Recurve bows should be stored with the strings removed. Unstring the bow when it’s not in use. With the string on for a prolonged period, the bow can fatigue or crack.
Arrow storage is frequently overlooked, but improper storage can lead to cracks or bends in your arrows. While carbon and aluminum arrows are easy to maintain, it’s never a bad idea to give them a checkup. Use a damp cloth to clean dirt and grime. Check for loose fletchings. Store arrows in a quiver, case or arrow divider. Be sure to keep them in a dry place, free of extreme temperatures. Extreme cold or sun can make the glue brittle.
Wooden arrows require a bit more maintenance. They need to be coated with a varnish or oil.
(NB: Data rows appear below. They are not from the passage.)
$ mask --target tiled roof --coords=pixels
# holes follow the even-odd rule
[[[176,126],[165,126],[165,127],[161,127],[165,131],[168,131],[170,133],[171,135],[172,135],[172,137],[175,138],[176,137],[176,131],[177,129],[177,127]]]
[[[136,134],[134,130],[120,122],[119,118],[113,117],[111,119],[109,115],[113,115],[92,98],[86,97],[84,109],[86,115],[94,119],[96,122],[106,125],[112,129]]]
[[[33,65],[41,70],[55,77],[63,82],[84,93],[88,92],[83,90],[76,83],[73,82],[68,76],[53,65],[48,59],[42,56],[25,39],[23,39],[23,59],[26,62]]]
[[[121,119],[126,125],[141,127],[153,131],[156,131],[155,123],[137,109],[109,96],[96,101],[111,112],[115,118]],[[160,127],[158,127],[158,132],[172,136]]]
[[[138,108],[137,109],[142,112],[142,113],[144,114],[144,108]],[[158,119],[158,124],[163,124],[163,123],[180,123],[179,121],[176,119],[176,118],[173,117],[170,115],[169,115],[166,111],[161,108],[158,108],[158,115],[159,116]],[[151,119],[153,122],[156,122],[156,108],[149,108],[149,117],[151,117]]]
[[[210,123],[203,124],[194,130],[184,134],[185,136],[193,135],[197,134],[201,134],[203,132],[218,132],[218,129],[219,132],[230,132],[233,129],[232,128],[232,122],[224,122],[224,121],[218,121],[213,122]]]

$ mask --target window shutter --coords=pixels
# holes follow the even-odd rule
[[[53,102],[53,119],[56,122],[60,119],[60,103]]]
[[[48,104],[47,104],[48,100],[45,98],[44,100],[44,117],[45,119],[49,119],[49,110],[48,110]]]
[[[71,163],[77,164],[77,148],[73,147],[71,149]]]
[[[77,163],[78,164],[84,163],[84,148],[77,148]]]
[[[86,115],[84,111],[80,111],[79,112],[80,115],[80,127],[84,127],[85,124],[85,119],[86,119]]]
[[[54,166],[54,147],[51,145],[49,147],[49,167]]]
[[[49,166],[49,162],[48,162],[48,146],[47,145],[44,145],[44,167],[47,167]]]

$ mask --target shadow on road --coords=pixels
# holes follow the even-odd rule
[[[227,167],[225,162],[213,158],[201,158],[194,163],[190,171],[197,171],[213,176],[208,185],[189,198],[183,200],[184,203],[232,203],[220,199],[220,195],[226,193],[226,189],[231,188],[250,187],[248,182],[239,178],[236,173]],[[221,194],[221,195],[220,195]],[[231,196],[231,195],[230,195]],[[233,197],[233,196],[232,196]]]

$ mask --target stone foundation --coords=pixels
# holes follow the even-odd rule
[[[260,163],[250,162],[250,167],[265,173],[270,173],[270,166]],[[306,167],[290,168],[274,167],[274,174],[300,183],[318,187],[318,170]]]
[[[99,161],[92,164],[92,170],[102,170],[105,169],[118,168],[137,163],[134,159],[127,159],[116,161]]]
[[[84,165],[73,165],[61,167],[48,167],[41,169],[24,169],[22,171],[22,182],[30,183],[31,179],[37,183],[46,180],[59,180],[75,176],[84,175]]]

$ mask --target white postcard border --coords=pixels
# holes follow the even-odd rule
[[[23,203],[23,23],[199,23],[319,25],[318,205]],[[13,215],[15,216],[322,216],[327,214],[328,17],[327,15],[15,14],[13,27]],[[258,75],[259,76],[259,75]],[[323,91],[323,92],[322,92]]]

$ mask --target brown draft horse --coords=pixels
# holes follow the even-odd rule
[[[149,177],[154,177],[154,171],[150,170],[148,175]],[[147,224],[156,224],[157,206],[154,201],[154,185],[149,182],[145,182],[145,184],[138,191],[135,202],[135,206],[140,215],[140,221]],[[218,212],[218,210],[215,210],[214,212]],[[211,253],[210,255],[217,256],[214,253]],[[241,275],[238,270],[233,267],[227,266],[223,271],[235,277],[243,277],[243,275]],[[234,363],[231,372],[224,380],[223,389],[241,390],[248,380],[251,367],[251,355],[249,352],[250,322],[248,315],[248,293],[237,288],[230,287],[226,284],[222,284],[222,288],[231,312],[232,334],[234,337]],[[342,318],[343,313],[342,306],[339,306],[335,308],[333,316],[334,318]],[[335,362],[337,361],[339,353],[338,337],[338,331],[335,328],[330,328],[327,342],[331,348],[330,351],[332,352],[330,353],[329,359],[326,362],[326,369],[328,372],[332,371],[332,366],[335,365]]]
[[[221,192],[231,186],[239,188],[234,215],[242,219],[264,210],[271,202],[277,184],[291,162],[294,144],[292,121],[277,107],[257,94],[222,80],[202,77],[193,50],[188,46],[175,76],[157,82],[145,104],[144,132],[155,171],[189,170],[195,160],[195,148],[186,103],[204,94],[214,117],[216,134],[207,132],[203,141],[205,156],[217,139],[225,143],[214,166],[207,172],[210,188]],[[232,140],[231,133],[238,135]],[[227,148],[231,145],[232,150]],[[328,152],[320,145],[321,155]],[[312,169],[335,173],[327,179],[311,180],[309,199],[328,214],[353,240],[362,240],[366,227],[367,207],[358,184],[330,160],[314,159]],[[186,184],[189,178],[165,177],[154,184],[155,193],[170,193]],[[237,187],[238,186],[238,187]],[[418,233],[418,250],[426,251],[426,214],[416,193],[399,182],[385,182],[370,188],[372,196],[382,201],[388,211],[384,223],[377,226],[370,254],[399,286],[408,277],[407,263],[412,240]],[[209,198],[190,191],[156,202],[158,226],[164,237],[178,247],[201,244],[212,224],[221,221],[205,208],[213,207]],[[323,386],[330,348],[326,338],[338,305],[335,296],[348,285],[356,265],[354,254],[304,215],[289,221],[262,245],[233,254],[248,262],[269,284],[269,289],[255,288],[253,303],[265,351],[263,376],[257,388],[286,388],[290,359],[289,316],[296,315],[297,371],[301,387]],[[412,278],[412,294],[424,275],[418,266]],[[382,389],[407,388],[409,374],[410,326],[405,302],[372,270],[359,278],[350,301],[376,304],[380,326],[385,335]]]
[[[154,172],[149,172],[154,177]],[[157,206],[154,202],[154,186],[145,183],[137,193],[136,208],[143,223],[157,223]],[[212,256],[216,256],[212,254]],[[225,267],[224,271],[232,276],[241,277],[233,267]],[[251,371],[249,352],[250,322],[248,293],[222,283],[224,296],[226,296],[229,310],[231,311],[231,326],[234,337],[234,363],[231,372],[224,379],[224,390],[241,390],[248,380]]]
Feathers should be kept dry and waterproofed.
Too many archers wait until the season starts to get a bow tuneup. Why not take it in at the end of the season? Winter is typically a slower season for many archery shops. Having a technician look over the bow ensures everything will be in working order. You can put it away knowing that when you’re ready to shoot, it will be too.
Many archers choose to keep their bow in a soft or hard case. This makes the equipment easy to transport and keeps it dust-free. Find a safe space in the house, garage or shed. Don’t store anything on top of the case. Be sure to keep it in a climate-controlled area, free of giant temperature swings. Make sure the area is dry. A damp environment can cause equipment to warp or rust.
Some archers choose to display their bow instead of putting it inside a case. Never hang by the string. Be sure to hang by the frame. Keep it out of the direct sun. Use a hook that’s padded.
Winter weather doesn’t mean you need to stop shooting. There are plenty of opportunities to shoot year-round. Many archers move indoors. Archery shops typically offer leagues and tournaments. Some communities have indoor archery ranges. Some archers even choose to set up a target in their homes. Just be sure to follow important safety protocols.
Whether you choose to shoot through the winter or take a break, routine bow maintenance will keep you shooting for years.